She eyed the crimson cloth in his hands, then looked at Margaret. “What do you think my husband would need?” she asked, and giggled. Margaret grinned, then both were rocking with gales of laughter while the stallholder and Hugh exchanged uncomprehending stares.

Elias’ door was unlocked. Inside it was as black as a cellar; the shop’s entrance faced east, and the meager light from the waning sun missed the interior completely. Baldwin waited while the port-reeve cursed and muttered, trying to light tinder from flint and his knife. As soon as the flames spluttered fitfully into life, he lit a candle, and the room was filled with a yellow glow as he handed it to Baldwin.

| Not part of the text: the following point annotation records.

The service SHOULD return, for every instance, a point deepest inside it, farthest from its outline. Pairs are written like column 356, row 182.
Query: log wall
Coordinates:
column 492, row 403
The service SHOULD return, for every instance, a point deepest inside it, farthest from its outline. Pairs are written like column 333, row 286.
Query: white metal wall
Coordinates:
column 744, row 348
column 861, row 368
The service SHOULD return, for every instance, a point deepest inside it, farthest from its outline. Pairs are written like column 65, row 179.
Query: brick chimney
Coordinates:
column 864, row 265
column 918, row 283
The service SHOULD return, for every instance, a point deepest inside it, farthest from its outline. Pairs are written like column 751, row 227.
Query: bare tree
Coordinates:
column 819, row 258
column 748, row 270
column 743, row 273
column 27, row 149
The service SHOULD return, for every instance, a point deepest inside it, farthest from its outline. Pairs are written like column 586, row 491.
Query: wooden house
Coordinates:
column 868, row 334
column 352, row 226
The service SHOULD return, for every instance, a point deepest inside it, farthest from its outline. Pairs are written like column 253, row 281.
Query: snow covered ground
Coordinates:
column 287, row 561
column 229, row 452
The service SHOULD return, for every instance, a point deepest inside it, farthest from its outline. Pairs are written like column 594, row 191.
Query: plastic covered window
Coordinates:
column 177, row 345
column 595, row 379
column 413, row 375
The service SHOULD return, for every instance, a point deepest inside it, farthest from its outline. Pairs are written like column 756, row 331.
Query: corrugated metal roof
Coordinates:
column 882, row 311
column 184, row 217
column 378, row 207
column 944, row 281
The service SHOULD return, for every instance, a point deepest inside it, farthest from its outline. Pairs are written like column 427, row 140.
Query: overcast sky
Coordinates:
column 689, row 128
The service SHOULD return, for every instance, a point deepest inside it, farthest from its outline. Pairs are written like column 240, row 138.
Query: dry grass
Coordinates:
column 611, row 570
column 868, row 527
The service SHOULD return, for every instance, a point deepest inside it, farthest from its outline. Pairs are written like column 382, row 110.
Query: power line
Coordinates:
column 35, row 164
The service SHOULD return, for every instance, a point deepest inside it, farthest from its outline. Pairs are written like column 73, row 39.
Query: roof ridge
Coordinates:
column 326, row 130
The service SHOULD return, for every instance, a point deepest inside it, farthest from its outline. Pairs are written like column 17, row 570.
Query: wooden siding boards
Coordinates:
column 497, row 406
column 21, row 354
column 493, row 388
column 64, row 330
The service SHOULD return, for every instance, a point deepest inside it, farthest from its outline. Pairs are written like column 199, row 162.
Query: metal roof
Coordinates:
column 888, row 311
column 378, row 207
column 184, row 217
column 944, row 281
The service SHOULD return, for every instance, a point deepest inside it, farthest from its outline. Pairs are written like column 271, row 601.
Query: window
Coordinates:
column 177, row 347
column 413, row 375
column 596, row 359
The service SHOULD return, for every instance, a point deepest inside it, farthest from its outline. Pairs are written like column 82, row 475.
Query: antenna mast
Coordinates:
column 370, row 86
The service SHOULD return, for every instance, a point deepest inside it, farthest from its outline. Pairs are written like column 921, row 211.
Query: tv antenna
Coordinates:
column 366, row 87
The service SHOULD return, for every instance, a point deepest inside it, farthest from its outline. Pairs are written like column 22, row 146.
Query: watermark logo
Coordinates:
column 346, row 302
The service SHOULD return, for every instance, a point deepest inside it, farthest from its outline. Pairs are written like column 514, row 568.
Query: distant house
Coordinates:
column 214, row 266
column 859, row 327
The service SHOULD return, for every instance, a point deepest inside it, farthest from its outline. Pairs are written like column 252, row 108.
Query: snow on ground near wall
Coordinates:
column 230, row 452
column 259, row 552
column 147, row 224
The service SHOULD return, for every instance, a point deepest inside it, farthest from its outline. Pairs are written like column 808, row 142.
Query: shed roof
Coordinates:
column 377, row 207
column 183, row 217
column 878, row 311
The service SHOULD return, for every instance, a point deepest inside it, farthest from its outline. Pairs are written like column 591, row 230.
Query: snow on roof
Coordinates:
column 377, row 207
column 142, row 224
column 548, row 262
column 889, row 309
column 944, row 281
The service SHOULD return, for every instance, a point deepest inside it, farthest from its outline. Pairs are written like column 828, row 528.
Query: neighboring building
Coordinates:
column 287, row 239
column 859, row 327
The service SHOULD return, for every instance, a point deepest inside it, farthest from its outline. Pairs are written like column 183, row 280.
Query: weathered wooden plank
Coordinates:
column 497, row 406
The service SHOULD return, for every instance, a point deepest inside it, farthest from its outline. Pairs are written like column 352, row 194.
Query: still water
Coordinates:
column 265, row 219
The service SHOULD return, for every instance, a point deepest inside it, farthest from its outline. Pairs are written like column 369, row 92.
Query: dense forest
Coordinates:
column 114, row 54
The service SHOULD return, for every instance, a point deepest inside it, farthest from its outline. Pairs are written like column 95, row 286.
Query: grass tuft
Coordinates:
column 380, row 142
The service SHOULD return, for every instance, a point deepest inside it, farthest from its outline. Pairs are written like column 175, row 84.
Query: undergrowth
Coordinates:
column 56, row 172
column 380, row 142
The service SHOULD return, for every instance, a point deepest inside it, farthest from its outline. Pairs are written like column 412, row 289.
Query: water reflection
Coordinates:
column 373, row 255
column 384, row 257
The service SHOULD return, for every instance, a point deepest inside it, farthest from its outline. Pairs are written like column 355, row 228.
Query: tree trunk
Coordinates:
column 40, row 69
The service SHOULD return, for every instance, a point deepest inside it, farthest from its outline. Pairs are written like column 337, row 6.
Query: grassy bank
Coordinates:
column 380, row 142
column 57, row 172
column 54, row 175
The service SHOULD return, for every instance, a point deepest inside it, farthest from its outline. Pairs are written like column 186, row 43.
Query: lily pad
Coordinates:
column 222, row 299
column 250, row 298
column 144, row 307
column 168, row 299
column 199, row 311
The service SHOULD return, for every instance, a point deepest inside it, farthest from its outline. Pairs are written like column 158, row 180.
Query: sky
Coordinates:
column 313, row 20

Holcroft had not wanted to check on Elias’ house like this. He had the soul of a free portman, and this felt like trespass. The fact that the Abbot himself had ordered it did not help. Abbot Champeaux did not own Elias’ house any more than he owned Holcroft’s. The borough was a free entity, and while the Abbot might possess the rights to the court, that did not mean he owned the justice dispensed in that court, only the profits accruing from it.

Baldwin accepted the candle and studied the room carefully. Sleeping rolls and blankets lay on the floor. Elias had rented out every inch of spare space for the duration of the fair, but his lodgers were presently at the ground, and the house was deserted. Only their unwashed smell remained, overwhelming the more wholesome tones of cooked food.

To Peter it was an unexceptional place, constructed of timber with cob filling the panels. The shop windows – two large shutters which opened outward to form tables on which Elias could display his wares – lay at either side of the door. Apart from a number of tables and benches, there was little furniture. The floor was covered in straw which, from the look of it, had lain there some time.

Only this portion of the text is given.